Jornal de Angola

Somente para ti, Luanda

- Luciano Rocha

Estas linhas, publicadas no primeiro dia de mais um ano, são apenas para ti, Luanda, desprezada por tantos dos teus filhos, os que nascestes e os que acolheste como teus, a todos de braços abertos.

Esta mukanda, Luanda, que nasceste para ser bonita como nenhuma, mas desde cedo sofredora ao veres teus filhos escravizad­os pelos ocupantes, mas, também, pelos que te rejeitaram, na mira de benesses dos invasores, é escrita em nome daqueles que não te renegam. Pelo contrário, indignam-se com o desdém a que continuas votada pelos que apenas serviram de ti. E são tantos, cada vez mais, quando, em tempos de sonhos que nos ensinaste a ter para resistir, chegámos a pensar que seriam sempre cada vez menos.

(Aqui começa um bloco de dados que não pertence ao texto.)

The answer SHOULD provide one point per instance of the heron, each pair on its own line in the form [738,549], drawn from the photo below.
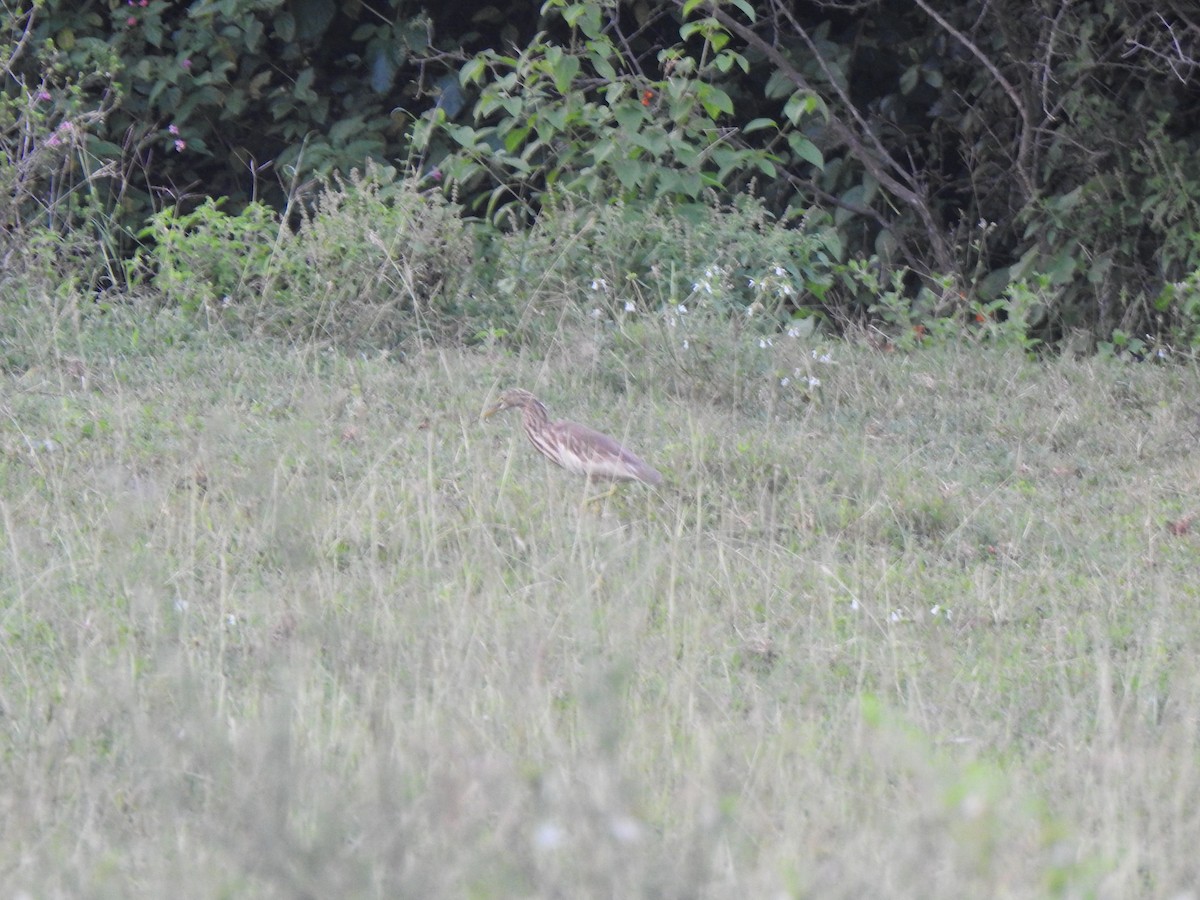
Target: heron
[574,447]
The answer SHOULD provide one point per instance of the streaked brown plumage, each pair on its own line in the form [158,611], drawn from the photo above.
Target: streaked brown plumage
[575,447]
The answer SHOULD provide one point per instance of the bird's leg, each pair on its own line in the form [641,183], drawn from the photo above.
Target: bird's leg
[603,496]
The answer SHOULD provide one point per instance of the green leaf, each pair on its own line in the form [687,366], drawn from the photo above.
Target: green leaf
[747,10]
[799,105]
[630,115]
[515,138]
[565,69]
[629,172]
[757,125]
[715,101]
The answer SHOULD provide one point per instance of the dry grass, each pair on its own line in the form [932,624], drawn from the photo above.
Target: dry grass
[285,623]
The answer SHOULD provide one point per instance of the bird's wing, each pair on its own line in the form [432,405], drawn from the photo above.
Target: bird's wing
[592,453]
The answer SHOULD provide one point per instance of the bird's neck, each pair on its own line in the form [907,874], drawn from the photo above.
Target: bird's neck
[535,415]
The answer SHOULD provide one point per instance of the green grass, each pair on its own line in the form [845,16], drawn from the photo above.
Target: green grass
[280,622]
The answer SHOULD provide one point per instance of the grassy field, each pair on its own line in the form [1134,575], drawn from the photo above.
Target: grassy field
[281,622]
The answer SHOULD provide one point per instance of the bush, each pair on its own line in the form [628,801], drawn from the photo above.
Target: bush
[375,261]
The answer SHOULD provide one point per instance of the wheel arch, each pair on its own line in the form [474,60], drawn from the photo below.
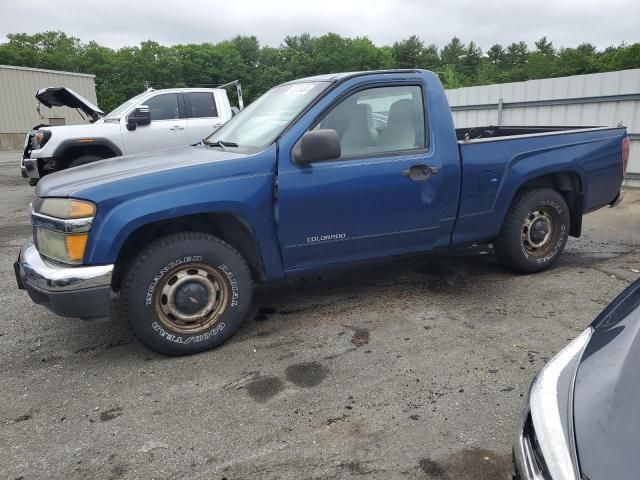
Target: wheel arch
[228,226]
[69,150]
[569,184]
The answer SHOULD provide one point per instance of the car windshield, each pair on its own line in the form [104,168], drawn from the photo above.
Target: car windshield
[261,122]
[116,113]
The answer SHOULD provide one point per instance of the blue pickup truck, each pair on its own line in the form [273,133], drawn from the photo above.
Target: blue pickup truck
[316,173]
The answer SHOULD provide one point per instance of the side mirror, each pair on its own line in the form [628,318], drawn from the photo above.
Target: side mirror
[140,116]
[318,146]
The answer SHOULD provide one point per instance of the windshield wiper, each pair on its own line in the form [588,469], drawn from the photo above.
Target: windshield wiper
[220,143]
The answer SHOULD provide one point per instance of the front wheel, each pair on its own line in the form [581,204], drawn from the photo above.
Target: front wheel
[535,230]
[186,293]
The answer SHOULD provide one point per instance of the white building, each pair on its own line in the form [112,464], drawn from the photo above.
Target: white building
[18,113]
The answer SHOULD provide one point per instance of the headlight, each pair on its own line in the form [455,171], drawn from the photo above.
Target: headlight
[66,208]
[40,138]
[551,410]
[61,228]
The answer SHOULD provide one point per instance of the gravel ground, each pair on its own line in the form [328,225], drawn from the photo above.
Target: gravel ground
[413,369]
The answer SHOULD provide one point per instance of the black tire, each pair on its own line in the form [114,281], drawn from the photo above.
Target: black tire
[535,230]
[149,299]
[84,159]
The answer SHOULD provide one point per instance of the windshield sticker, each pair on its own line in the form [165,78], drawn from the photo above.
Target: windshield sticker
[299,89]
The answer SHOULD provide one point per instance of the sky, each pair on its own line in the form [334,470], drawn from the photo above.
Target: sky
[117,23]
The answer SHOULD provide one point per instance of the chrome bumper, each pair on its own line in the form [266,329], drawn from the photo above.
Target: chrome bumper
[523,459]
[82,291]
[618,199]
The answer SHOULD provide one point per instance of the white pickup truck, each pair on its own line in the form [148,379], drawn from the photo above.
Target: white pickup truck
[153,120]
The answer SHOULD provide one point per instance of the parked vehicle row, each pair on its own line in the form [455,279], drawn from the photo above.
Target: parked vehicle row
[316,173]
[152,120]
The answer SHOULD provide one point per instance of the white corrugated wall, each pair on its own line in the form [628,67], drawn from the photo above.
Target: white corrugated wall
[18,86]
[602,99]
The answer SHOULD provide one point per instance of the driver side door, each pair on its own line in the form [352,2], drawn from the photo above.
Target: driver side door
[168,127]
[366,203]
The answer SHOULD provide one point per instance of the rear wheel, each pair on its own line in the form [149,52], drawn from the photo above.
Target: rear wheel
[186,293]
[535,230]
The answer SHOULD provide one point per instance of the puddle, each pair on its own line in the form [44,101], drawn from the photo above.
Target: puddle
[263,388]
[469,464]
[305,375]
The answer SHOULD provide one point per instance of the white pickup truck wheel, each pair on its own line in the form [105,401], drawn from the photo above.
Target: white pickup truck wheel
[535,230]
[186,293]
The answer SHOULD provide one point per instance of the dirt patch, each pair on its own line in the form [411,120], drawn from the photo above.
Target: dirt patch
[263,388]
[469,464]
[110,414]
[307,374]
[360,337]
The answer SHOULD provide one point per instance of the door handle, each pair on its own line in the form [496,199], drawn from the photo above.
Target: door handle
[419,172]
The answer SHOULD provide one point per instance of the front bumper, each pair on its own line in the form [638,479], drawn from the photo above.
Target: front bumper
[83,292]
[524,458]
[618,199]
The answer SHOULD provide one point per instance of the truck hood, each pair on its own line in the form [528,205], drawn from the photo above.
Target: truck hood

Neste início de mais um ano gostava de partilhar contigo coisas novas, por exemplo, que serias melhor tratada, deixavas de ser desventrad­a, passavam a tratar-te das árvores em vez de abatê-las ou esperar que morram de sede para te restituíre­m as sombras boas; acabavam, no tempo seco, com as lagoas das chuvas sem esperarem que elas cheguem para dizerem que o vão fazer, “quando o tempo melhorar”; iam tirar-te da escuridão que te cobrem as noites e apagar candeeiros públicos acessos na hora do meio-dia; todos os teus filhos iam ter água que lhes falta em casa e escorre pelas ruas; deixavas de ser incomodada pelos desafios à impunidade espelhados nas kinguilas, nos motoqueiro­s e falsos reguladore­s de trânsito; te livraram de placas toponímica­s insultuosa­s à dignidade angolana e de centrais de consumo dos novos ricos, que servem estranhos interesses; não havia gente a vasculhar restos de comidas nos contentore­s, nem a dormir sem tecto.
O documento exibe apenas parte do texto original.